Carillion subsequently hit out at Balfour’s “unilateral” decision to end the talks, saying it still believed there was a “powerful” case for a merger of the two construction giants.
Following Balfour’s announcement today its share price fell by 6%, trading at around £2.38, while Carillion’s fell by 3%, trading at around £3.40.
Stephen Rawlinson, an analyst at Whitman Howard, said Balfour’s announcement that it was walking away from the talks was “odd both in tone and content” and left the firm in a “weak position”.
He added: “We can see that Balfour Beatty might be annoyed that Carillion may now think that the merged entity might wish to keep Parsons having previously indicated the sale could go ahead.
“But equally, a hasty sale of Parsons from a position of weakness which Balfour Beatty is now in does not help either company.”
Rawlinson added that Balfour Beatty “appears to have taken the view that the sale of Parsons is more important than working with Carillion to create synergies that will deliver we believe around £200m of annual improvement, permanently and create a more robust and profitable business”.
He added: “The Balfour Beatty priority is to fund a business that is failing with asset sales rather than work with Carillion to create a much more robust business.”
Balfour Beatty had announced its intention to sell its consultant arm Parsons Brinckerhoff to refocus on its UK and US construction businesses in May, with the move widely seen as an abandonment of its long-term strategy of diversifying into a global construction and professional services company.

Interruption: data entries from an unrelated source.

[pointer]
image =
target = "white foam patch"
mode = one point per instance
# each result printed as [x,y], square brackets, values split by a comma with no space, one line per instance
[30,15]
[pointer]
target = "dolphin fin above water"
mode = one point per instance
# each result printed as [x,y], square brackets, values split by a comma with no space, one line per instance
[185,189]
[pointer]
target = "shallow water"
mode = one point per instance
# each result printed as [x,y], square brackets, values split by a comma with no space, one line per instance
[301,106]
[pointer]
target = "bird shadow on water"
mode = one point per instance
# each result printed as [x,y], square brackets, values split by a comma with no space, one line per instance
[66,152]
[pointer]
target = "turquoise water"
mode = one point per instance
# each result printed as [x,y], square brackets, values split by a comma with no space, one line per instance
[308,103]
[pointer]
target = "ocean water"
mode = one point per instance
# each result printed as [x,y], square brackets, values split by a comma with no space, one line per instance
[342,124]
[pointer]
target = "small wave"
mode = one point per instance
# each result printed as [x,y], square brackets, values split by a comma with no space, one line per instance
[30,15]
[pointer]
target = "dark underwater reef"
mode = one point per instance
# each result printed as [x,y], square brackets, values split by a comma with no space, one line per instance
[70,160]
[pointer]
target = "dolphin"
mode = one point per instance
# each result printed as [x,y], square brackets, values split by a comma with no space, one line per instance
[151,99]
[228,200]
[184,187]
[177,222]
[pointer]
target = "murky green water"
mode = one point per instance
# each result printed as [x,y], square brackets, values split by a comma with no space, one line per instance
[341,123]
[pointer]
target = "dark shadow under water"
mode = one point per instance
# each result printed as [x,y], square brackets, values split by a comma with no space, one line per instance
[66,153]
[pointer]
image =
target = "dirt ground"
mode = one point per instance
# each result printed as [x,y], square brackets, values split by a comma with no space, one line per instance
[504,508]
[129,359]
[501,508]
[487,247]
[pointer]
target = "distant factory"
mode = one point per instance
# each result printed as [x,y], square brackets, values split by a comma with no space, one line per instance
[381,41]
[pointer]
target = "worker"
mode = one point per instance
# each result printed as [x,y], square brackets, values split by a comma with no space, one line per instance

The announcement followed a dire period for the firm, with a series of profit warnings prompting the exit of chief executive Andrew McNaughton in May.
Rawlinson said he doubted that Balfour Beatty would be able to get the $900m (£533m) that it wants for Parsons Brinkerhoff given Balfour Beatty’s position of weakness, following its recent troubles.
He said that although Balfour Beatty paid $636m (£377m) for Parsons in 2009 he suspected the consultant’s $91m (£54m) pension deficit had “not improved and potentially got much worse”.
He added that Carillion was “correct” to want to keep Parsons as part of any future combined entity.
He said: “From Carillion’s perspective the discussions were always going to be low risk and the change of heart on the sale of Parsons was correct in our view given that the integrated model works in the USA from what we can see, but not in the UK, especially in the type of regional contracting on which Balfour Beatty is focused.
“The prospects for Carillion remain very positive and this may be a lucky escape.”
Joe Brent, analyst at Liberum, said Balfour Beatty could still find itself on the receiving end of a hostile takeover bid from Carillion, and would be seen as “in play” by other potential bidders.
He said: “Whilst Balfour Beatty is prevented from bidding for Carillion [because of stock market rules] the reverse does not apply.”
Brent said it seemed that Balfour Beatty’s statement has taken Carillion “by surprise”.
He said: “It is surprising that Carillion wanted to keep Parsons Brinckerhoff, given that they have historically been opposed to owning a consultant.
“Perhaps Carillion could only make the maths stack up by owning Parsons Brinckerhoff, which may be a source of some worry for Balfour shareholders.”
Kevin Cammack, analyst at Cenkos, said Balfour’s decision to reject Carillion’s demand that Parsons be included in any merger deal showed that the sale of the consultant was either “well advanced” and possibly “subject to exclusivity or due diligence”.
He added that he thought Carillion’s change of heart could have been driven by Carillion shareholders being reticent to accept any merger that did include Parsons Brinckerhoff.
This week market commentators suggested a number of firms were looking at £167m-turnover Parsons, which Balfour Beatty acquired in 2009, with Atkins, WSP and CH2M Hill all mentioned as possible buyers, along with steel giant Tata and Chinese firms looking to enter the UK professional services market.
Atkins, WSP, CH2M Hill this week all declined to comment on whether they were interested in Parsons.